Tuesday 3 December 2013

Can inertia secure better retirement incomes?

 Source: Money Marketing, by Mark Pearson

 

A key part of the automatic enrolment ideology is that employee inertia will result in their accrual of a pension fund. While this may help the government drive people into saving, the same inertia is presumably a factor in a third of all retirees taking the annuity offered by their current pension provider without shopping around.

The Government’s aim is for individuals to create an additional pension pot and bolster their state pension entitlement, which is only likely to reduce in the future due to the effect of our ageing population. A pension pot on its own will not suffice; at some stage it must be used to provide an income.

By 2018, the introduction of automatic enrolment is expected to create an influx of 11 million new pension savers.
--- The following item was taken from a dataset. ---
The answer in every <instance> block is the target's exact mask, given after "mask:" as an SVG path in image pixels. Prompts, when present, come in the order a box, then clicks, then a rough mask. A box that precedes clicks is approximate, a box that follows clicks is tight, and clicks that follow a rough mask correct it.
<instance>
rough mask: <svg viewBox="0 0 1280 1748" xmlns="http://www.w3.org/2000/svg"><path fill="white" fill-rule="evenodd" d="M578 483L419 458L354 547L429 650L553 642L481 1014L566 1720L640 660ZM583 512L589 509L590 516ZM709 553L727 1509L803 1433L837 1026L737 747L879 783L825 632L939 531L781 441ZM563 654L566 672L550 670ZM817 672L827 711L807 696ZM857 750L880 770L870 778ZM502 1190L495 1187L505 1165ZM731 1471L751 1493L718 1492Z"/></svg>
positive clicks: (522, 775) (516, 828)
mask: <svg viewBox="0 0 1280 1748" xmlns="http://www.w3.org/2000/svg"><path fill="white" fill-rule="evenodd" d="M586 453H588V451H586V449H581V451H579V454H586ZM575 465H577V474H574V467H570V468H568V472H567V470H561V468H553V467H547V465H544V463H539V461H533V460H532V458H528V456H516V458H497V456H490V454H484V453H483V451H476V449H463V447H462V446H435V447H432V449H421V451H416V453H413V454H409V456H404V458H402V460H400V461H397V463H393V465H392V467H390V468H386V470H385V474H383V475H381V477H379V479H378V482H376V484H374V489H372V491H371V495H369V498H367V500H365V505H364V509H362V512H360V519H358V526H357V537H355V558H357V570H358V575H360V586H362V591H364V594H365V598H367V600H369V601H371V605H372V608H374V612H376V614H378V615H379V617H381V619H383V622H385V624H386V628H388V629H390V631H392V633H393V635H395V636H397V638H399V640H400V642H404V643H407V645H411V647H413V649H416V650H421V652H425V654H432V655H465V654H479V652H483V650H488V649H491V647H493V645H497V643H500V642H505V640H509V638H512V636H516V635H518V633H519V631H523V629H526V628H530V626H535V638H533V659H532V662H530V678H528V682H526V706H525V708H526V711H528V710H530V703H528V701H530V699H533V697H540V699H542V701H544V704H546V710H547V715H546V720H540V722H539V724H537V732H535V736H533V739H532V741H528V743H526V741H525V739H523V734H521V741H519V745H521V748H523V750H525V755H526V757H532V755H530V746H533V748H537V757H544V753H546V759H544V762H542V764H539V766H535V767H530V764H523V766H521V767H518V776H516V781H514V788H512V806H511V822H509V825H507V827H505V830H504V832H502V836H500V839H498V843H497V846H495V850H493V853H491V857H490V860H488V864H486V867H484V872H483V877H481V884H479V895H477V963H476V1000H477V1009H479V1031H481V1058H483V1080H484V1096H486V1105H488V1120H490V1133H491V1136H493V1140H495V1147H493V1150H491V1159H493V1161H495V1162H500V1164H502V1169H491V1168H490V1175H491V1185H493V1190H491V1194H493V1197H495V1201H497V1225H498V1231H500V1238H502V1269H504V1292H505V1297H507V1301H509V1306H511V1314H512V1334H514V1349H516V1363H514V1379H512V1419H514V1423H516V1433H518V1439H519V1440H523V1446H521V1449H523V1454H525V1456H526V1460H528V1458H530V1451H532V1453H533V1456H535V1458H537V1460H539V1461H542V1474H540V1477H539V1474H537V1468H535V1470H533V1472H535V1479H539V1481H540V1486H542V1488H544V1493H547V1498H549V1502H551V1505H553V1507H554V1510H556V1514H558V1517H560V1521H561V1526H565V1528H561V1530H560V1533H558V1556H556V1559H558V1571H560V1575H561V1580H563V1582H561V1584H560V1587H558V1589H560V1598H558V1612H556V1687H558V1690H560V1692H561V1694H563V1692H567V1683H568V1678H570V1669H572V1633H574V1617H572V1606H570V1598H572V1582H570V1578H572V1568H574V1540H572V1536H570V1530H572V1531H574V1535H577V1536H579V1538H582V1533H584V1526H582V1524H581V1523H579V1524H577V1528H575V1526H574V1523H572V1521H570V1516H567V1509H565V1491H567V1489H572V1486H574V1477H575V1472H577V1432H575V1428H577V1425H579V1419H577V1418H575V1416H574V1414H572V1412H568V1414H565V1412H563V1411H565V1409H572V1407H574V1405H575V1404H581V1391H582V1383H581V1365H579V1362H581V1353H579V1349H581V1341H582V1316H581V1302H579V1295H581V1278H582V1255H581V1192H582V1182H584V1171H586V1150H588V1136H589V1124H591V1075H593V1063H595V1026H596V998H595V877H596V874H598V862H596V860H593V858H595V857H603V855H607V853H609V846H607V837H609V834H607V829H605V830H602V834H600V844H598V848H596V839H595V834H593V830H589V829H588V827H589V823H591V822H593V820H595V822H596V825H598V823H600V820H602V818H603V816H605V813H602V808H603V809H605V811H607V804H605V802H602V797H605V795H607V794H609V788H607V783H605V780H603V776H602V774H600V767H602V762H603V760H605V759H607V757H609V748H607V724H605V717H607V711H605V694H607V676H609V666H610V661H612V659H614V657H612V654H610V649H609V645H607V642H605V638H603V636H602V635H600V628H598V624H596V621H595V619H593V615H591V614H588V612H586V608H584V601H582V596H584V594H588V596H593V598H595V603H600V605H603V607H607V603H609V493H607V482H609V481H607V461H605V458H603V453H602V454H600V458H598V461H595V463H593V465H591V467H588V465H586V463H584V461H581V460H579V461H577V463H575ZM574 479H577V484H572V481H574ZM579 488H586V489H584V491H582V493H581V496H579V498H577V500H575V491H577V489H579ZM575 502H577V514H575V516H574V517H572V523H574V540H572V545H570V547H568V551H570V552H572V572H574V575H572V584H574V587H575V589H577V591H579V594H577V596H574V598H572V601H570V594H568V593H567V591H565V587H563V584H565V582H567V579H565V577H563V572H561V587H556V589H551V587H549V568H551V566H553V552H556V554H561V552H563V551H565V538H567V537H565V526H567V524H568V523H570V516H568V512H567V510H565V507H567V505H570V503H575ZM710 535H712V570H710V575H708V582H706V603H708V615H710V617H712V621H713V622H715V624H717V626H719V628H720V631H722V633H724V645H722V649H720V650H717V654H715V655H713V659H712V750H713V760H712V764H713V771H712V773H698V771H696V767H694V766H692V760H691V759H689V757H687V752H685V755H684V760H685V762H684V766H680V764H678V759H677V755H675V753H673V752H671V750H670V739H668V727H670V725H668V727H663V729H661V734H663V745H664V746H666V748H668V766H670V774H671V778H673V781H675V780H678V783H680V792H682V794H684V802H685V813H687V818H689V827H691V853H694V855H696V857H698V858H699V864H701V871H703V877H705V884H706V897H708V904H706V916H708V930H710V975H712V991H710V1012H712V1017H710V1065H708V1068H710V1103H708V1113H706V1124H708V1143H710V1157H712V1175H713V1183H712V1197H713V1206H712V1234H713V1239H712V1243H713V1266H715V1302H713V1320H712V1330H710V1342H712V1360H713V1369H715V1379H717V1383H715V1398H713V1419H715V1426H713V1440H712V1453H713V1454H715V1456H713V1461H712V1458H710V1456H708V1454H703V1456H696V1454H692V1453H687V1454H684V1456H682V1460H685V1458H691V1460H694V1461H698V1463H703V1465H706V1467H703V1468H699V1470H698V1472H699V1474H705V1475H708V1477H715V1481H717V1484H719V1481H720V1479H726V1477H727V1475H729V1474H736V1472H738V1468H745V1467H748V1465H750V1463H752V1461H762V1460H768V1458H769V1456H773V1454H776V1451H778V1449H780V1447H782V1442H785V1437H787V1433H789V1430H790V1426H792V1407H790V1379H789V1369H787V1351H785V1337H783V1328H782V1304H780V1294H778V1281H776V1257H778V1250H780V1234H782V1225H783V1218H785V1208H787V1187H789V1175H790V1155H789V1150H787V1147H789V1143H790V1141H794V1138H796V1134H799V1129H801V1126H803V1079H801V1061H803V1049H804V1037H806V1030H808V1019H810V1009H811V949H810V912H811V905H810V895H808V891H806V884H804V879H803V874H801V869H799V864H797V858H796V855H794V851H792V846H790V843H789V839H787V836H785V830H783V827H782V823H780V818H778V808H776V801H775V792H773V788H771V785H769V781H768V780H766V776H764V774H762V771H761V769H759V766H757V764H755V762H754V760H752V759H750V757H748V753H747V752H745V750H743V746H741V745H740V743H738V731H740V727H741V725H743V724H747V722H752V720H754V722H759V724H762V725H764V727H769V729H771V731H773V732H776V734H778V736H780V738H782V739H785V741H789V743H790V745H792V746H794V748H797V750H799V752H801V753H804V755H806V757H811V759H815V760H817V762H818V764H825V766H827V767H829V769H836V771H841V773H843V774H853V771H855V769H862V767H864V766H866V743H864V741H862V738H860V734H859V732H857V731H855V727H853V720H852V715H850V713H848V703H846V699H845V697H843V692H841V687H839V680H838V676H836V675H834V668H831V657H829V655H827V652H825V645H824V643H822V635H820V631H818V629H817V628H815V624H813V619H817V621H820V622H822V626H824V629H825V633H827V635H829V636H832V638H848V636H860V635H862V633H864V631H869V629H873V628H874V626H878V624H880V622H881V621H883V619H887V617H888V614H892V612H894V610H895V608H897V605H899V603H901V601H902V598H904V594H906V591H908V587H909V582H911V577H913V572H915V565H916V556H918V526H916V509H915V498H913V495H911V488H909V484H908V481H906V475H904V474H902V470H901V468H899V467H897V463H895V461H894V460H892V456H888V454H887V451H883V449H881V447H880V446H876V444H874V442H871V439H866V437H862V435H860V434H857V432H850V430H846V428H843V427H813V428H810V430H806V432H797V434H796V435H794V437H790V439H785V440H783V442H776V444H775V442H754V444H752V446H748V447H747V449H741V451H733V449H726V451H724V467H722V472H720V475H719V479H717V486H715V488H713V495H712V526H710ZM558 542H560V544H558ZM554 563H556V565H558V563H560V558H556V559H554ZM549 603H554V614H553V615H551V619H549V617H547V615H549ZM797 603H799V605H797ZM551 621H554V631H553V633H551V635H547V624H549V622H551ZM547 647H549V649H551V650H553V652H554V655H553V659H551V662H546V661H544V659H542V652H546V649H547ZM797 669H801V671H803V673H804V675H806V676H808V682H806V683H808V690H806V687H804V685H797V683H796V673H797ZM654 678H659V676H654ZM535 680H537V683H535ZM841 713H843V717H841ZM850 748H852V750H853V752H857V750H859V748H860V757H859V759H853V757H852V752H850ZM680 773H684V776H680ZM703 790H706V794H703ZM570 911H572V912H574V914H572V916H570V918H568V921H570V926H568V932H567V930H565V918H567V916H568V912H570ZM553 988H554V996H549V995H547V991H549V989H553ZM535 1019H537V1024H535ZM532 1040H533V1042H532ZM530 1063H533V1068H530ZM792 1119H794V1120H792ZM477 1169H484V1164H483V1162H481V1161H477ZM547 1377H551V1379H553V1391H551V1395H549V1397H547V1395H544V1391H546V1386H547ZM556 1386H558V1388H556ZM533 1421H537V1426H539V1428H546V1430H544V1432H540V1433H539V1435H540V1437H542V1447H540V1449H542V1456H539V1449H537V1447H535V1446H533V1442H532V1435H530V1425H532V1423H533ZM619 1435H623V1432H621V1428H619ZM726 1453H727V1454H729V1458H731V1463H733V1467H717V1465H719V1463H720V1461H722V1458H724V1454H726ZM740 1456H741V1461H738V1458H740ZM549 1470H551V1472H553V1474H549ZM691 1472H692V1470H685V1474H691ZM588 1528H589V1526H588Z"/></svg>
The knock on effect is projected to treble the size of the annuity market and it is essential the annuity market properly services these customers.

In its recent consultation, ‘Better workplace pensions: a consultation on charging’, the DWP demonstrated in its four client scenarios that the lifetime effect of reducing annual management charges from, say, 1.00 per cent to 0.75 per cent resulted in a increased fund value of between 3.2 and 8.4 per cent.

In light of this, it is surprising to discover how comparitively little attention is focused on the fact that, according to the NAPF and Pensions Institute, between £500m and £1bn in lifetime income is estimated to be lost each year as a result of savers being tied into annuity rates which are not market leading. This could represent up to 8 per cent of the annual annuity market.